The non-containerized workload definition for us is SQL, Scala, and Pyspark using standard list of dependencies, such as by arrow or pandas. Pyspark with complex dependencies or machine learning workload fits very well the containerized workload, which will continue to run in Kubernetes. This ensures that the scale for Kubernetes workload is small enough to not cause issues to our infrastructure.
The other reason for using the hybrid model was to not disrupt the existing Kubernetes workload nor to engage in costly migration that would lead to customer dissatisfaction in the short-term. The cost of the solution was small considering we already had Hadoop deployment for YARN.
Now, let’s review the architecture of the hybrid model. Previously, flight was our only entry point. The existing non-containerized workload would keep using the same path as before. Flight would submit the new CRD to the Spark Operator, which would end up creating the Spark driver pod, which uses Kubernetes control plane to create the executor pods.
For the containerized workload, we have added a new gateway as seen in the diagram. The gateway would be able to submit and watch the execution of the Spark CRD in the same way that flight does. To accommodate the YARN execution, we chose to keep that Spark driver still running as a Kubernetes pod. However, unlike the Kubernetes model, where each customer has their own namespace, in this YARN mode, all the drivers share the same namespace. The driver would still have memory and CPU limits as before, preventing noisy neighbor problems.
In Spark pod, before the execution of the driver, the master will be changed from Kubernetes to YARN, and the Spark configuration will be amended for the execution environment to be as the application expects. The executors to be allocated in YARN, the shuffle service would be used and the application would complete successfully. The actual rewriting of the Spark configuration would be performed by another tool, which I’ll describe later in the slides.
During the execution of the entire workflow, the Spark Operator will still be able to monitor the status of the Spark driver, as it used to be before and report it back to flight or to the gateway. This workflow will not be applied at the runtime for the containerized workload running in Kubernetes.
In the next slide, I will discuss the advantages of the hybrid model. While the containerized workload, we do not see a big difference when running in Kubernetes. Most of the improvements are specific to non-containerized workload with executors run in YARN. The benefits are fast executor startup time. Creating a new process inside of the node manager is very fast. We do not need an IP address nor images to be downloaded on the local node. The YARN distributed cash helps with distributing the YARN jars and Pyspark modules very efficiently.

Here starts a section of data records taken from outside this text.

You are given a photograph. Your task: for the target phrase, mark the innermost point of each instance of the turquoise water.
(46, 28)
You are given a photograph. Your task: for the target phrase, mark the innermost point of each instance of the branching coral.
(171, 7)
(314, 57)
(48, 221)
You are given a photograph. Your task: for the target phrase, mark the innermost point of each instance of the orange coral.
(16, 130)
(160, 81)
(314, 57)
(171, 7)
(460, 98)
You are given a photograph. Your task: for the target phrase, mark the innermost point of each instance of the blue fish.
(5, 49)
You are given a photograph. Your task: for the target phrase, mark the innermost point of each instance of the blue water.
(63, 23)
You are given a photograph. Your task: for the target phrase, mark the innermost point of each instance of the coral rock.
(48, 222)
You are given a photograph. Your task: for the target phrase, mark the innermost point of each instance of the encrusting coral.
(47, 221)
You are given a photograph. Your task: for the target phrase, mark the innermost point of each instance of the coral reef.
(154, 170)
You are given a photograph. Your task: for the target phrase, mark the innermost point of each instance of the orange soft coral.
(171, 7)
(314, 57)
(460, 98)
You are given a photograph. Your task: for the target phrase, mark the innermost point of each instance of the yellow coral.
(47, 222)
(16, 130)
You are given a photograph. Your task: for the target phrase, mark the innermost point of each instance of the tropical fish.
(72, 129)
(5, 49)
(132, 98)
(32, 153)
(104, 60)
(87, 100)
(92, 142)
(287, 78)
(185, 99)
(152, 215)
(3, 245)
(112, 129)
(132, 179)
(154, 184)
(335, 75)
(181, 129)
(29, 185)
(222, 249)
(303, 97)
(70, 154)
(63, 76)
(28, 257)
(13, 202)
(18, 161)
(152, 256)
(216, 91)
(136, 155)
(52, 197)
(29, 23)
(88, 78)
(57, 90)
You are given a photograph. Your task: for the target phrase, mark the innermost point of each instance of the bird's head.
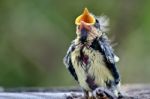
(87, 26)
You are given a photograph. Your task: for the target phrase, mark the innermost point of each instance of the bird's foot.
(103, 93)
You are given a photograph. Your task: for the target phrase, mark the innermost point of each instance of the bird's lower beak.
(85, 17)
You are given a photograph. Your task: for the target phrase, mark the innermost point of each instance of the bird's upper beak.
(85, 20)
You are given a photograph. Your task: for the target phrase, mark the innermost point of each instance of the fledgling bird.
(90, 59)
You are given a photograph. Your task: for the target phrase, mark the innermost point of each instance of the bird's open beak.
(85, 18)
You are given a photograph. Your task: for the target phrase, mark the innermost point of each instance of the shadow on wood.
(134, 91)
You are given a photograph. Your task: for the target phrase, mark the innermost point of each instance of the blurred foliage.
(35, 35)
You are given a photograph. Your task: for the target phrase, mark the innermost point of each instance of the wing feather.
(109, 56)
(68, 63)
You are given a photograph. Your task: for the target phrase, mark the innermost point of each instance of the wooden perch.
(133, 91)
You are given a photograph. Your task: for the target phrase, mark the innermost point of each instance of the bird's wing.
(109, 56)
(68, 63)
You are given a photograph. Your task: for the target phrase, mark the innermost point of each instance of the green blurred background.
(35, 35)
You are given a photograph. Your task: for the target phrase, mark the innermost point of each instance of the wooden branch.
(137, 91)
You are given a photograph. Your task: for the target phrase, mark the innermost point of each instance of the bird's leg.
(103, 93)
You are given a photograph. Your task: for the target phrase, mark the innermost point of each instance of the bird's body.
(90, 58)
(90, 65)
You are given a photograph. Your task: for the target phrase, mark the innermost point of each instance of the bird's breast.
(89, 62)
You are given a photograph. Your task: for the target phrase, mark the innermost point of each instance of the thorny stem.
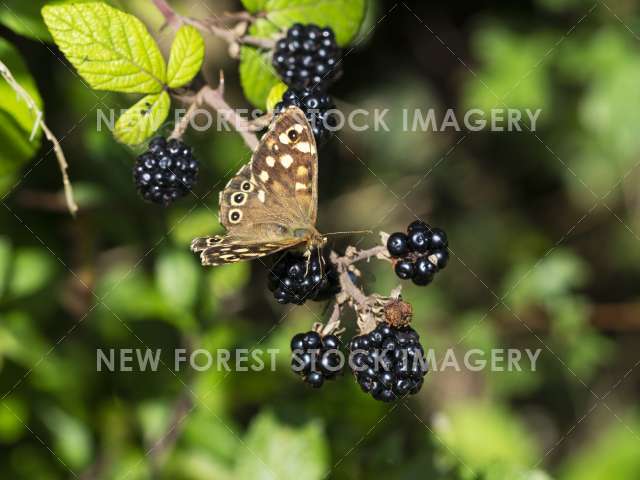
(62, 162)
(350, 293)
(214, 98)
(214, 26)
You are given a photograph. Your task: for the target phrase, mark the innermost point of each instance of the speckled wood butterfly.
(271, 203)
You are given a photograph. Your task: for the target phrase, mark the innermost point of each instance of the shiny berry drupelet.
(397, 244)
(316, 358)
(165, 172)
(388, 362)
(317, 107)
(420, 253)
(294, 280)
(308, 57)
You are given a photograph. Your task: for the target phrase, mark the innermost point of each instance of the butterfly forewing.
(275, 191)
(285, 164)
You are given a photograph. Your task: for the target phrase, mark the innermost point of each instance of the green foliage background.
(544, 231)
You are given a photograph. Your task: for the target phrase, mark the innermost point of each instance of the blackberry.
(397, 244)
(308, 57)
(318, 108)
(166, 171)
(424, 271)
(293, 281)
(316, 358)
(420, 253)
(419, 241)
(438, 238)
(440, 257)
(389, 362)
(405, 269)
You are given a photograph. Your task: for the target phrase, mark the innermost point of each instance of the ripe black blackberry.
(316, 358)
(420, 253)
(389, 362)
(166, 171)
(293, 281)
(308, 57)
(318, 108)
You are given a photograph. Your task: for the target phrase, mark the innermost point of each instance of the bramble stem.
(62, 161)
(214, 98)
(216, 27)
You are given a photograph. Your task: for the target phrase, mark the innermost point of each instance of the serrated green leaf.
(256, 75)
(16, 120)
(187, 55)
(275, 95)
(24, 18)
(111, 50)
(283, 452)
(344, 16)
(143, 119)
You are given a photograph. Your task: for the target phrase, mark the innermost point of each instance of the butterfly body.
(271, 202)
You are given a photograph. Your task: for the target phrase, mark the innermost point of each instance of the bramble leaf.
(111, 50)
(283, 451)
(275, 95)
(257, 76)
(187, 55)
(16, 120)
(24, 18)
(143, 119)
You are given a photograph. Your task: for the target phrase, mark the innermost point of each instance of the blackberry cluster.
(166, 171)
(307, 57)
(389, 362)
(293, 281)
(318, 108)
(420, 253)
(316, 358)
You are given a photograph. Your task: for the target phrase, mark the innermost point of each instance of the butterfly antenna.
(352, 232)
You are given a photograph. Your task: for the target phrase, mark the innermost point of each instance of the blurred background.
(544, 229)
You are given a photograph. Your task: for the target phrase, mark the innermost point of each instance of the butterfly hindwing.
(223, 249)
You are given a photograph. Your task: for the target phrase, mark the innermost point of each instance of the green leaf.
(72, 438)
(111, 50)
(483, 436)
(13, 420)
(256, 75)
(24, 18)
(16, 120)
(177, 278)
(275, 95)
(612, 453)
(5, 262)
(274, 450)
(32, 271)
(187, 55)
(344, 16)
(143, 119)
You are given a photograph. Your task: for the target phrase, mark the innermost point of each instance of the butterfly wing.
(223, 249)
(285, 165)
(269, 197)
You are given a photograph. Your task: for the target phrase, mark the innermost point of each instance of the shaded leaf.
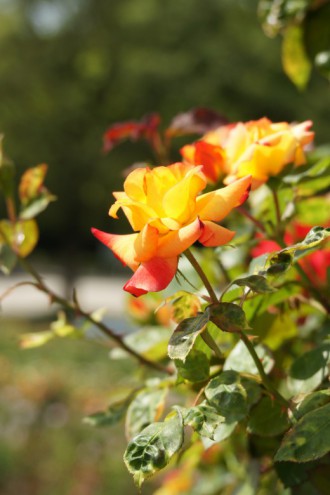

Using fair scheduler in YARN is better than the default namespace quota resource management. For example, in the Kubernetes model, if the namespace is over quota, not even the drivers are admitted. This leads to poor visibility over a job that keeps retrying to get the driver report over a long period of time.
In hybrid solution, all the queuing happens in YARN and the resource allocation model is much cleaner. If the query is wrong, for example, we know the answer right away rather than waiting for the minutes to get a driver report. The Python workload without dependencies would also enjoy the same benefits highlighted above. In addition to that, the iteration speed was improved. While for containerized workload, a Docker image has to be created on each code change. Using YARN, the Delta can be packaged automatically and the job can be submitted right away.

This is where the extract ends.